刷题是一方面，另一方面是熟悉js的特性

Detect Capital

Description

Given a word, you need to judge whether the usage of capitals in it is right or not.

We define the usage of capitals in a word to be right when one of the following cases holds:

1.All letters in this word are capitals, like "USA".
2.All letters in this word are not capitals, like "leetcode".
3.Only the first letter in this word is capital, like "Google".
Otherwise, we define that this word doesn't use capitals in a right way.

Solution1

var detectCapitalUse = function(word) {
    if(word.length==1){
        return true
    }
    else {
        if(word.charCodeAt(0)>96){
            for(let i=1;i<word.length;i++){
                if (word.charCodeAt(i)<91){return false}
            }
        }
        else{
            if(word.length==2){
                return true
            }else if(word.charCodeAt(1)>96){
                for(let i=2;i<word.length;i++){
                if (word.charCodeAt(i)<91){return false}
            }
            }else{
                for(let i=2;i<word.length;i++){
                if (word.charCodeAt(i)>96){return false}
            }
            }
        }
        return true
    }
};

如无意外循环请用let，节省空间

Solution2

var detectCapitalUse = function(word) {
    if (word.toLowerCase() === word) return true;
    if (word.toUpperCase() === word) return true;
    if (word[0].toUpperCase() + word.slice(1).toLowerCase() === word) return true;
    return false;
};

虽然不是跑起来最快的，但是写起来是最快的。

Tips

.charCode是键盘事件,charcodeAt(index)是作用在数组上的

Find All Duplicates in an Array

Description

Given an array of integers, 1 ≤ a[i] ≤ n (n = size of array), some elements appear twice and others appear once.

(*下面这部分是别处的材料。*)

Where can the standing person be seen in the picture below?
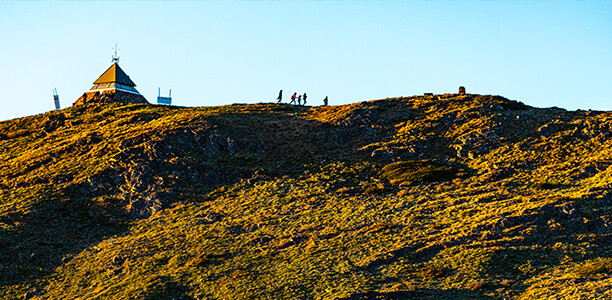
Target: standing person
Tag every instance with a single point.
(293, 98)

Find all the elements that appear twice in this array.

Could you do it without extra space and in O(n) runtime?

Example:
Input:
[4,3,2,7,8,2,3,1]

Output:
[2,3]

Solution1

var findDuplicates = function(nums) {
    result = []
    htable = new Array(nums.length)
    nums.forEach((item)=>{
        if(htable[item]) result.push(item) ;
        else htable[item] =1;
    })
    return result
};

直接想到的，不算是hash，就是个计数器

Solution2

var findDuplicates = function(nums) {
    const result = []
    for (let i = 0; i < nums.length; i++){
        const index = Math.abs(nums[i]) - 1
        if (nums[index] < 0){
            result.push(index + 1)
        }
        nums[index] = -nums[index]
    }
    return result
};

这是看到的别人的解法，第一眼看上去挺惊艳的，满足了无新空间以及O(n)时间复杂度，仔细一想和我的解法差不多，就是将计数器放在原址上，不过设计还是很巧妙，值得学习。